Coming Home to Story explores the territory beyond happily ever after, drawing on my own experiences of being and becoming a professional adult storyteller to show (as well as tell) you how stories and storytelling can engage our imaginations, heal our wounded souls, bring people together in community, enable us to make sense of the world around us, and bring adventure and passion into our lives.
These may sound like rather grand claims. The most I can hope to do is to shed a little light on these areas by holding up the lantern of what I have learned during the past decade and a half as I have mastered the practicalities, stumbled into the pitfalls and reached for the potential of storytelling to take us into other worlds so that we may experience our own more deeply. Coming Home to Story both tells the story and offers the fruits of that personal odyssey. It is for anyone who has ever listened to or told a story (or wanted to) and anyone who has ever found and followed their calling or who, like me, has waited a long time to discover what it is.
For most of my first five decades, I had a nagging sense that I was living somebody elses life - a life that did not belong to me. As an adult, I was apparently successful in my chosen career (working my way up through the ranks of the police service to become a chief superintendent) with a PhD and a thriving sideline as a part-time academic and consultant. None of these superficial achievements brought much joy and I had little sense of them serving a deeper purpose. At fifty, it seemed either that I had missed my calling or that I was destined not to have one.

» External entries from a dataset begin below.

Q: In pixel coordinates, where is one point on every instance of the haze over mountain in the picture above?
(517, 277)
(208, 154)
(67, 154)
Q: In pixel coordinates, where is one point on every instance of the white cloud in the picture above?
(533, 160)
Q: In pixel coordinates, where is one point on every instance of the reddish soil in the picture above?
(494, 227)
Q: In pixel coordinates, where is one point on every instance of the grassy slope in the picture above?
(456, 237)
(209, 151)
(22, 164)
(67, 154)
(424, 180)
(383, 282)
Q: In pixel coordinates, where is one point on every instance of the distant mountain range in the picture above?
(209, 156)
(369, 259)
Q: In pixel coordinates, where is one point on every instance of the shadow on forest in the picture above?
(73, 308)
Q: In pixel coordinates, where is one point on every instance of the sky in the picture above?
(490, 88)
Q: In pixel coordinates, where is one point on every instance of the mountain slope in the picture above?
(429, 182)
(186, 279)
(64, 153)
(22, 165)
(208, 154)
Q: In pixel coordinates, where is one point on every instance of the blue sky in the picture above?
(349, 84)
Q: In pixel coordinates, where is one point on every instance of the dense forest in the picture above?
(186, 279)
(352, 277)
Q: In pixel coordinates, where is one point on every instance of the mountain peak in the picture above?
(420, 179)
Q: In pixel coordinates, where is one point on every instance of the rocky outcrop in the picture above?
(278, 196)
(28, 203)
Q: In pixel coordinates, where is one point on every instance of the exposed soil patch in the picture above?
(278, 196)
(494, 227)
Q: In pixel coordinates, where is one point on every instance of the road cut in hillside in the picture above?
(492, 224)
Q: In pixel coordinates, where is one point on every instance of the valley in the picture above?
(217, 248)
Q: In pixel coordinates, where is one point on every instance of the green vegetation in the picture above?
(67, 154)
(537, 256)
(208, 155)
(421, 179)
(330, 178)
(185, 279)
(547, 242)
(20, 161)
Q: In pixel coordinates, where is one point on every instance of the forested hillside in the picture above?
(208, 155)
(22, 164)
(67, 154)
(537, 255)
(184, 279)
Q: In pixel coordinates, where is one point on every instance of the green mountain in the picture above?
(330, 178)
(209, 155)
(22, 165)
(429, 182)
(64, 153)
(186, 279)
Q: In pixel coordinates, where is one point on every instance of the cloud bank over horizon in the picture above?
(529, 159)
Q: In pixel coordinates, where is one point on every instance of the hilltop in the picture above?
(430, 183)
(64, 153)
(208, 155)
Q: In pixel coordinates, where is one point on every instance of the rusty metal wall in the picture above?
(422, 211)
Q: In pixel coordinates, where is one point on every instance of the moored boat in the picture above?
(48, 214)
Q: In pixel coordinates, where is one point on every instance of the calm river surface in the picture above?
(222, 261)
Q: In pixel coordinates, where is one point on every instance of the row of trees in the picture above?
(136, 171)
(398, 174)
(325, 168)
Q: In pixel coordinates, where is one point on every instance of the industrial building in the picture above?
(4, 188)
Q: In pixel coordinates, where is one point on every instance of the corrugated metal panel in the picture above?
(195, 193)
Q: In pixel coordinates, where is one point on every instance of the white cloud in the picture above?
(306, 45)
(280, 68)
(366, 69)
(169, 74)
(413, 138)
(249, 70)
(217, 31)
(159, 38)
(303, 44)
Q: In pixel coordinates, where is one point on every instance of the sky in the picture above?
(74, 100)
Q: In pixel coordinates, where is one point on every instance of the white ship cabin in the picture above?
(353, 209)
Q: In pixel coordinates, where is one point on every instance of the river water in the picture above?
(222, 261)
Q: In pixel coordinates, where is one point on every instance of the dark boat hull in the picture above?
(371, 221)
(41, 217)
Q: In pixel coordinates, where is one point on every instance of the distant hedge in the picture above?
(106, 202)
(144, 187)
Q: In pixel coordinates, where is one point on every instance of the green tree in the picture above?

I was wrong. The call came late but when it did come it was loud and clear. It turns out that my calling was - and is - to be a storyteller. After several years during which my passion for stories and storytelling had steadily grown, the realisation that storytelling would become my profession came suddenly and dramatically. Afterwards I could no longer resist the siren call of my vocation.
It is 8.00 a.m. Thursday 4 th August 2005 and I am sitting on a hard wooden chair in the Speech and Drama Hut (or Screech and Trauma Hut as it is sometimes affectionately known) at Emerson College. Eight or nine other people are similarly seated on chairs scattered randomly around the room.
The dream matrix is open, says Ashley.
Twelve of us, all storytellers trained at Emerson, have assembled for a weeklong reunion. We have been learning about the Greek muses and I am feeling despondent: how well have I been entertaining the muse? Will she keep calling if I go on ignoring her knock at the door?
In the three years since I finished the Craft of the Storyteller course (a gift I gave myself as part of a six month sabbatical when I retired from the police service) I have been busy earning a living, developing a small consultancy practice, doing far too much routine administration and far too little creative work of any kind.
I had a dream last night, I say. I was walking through a city with many tall buildings. None of them were finished and most still had cranes on top. There was no sign of any work being done or other people. In my dream I realised that I was the builder and it was depressing to see so many edifices not brought to completion. Then I felt the ground shake and rumble and suddenly a waterspout, like a dozen express trains strapped together, burst out through the top of one of the buildings and shot up into the sky before the water returned to earth in a huge fountain. The ground carried on shaking and the buildings began to crumble and fall. Floodwaters rose up and swept through the streets. I could only move in one direction - with the water.
We have gathered to share dreams and dream fragments from the night before. We do not comment on the dreams, just speak them out if we are moved to do so and listen silently to others. Sometimes the dreams feel significant, sometimes not. This one stays with me and I reflect on it during the day.
Something has to change. It is quite clear to me that the muse (often associated with wells and springs) is calling me to commit to my own creative impulse and immerse myself in story. What I have done so far is all well and good but I am coming up to 56 years old and what do I have to show for my life but a city of half-completed buildings. I know that storytelling is my passion and my gift. The question is what am I going to do about it? I resolve that evening that I will change the pattern of my work and of my life. The next day as the course closes I declare to the group that I am going to dedicate myself to story and storytelling in all that I do and that somehow I will create the conditions that enable me to live my dream.
The trouble was that I wasnt sure what I needed to do . Life carried on much the same for a few months. Then in December my partner took me to Mousehole in Cornwall for a surprise birthday treat. She bought me a copy of The Mousehole Cat and I read it aloud to her. At the end of the story, when old Tom the fisherman and Mowzer his cat escaped the storm to find the whole village alight with candles and lanterns to bring them safely home, my voice broke and I wept.
As they came in sight of home, a strange sight met their eyes. The whole village of Mousehole was shining with light and lanterns gleamed along both arms of the harbour. For when the people of Mousehole had woken to find old Toms boat missing and a light left in his window, they knew that he had gone to find fish for them, or to perish on the deep water. All day they had watched and waited, staring out into the cloud-wracked sea, but they could see no sign of him. And when night fell, all the women went home and set candles in all their windows and every man lit his lantern and went down to the harbour walls.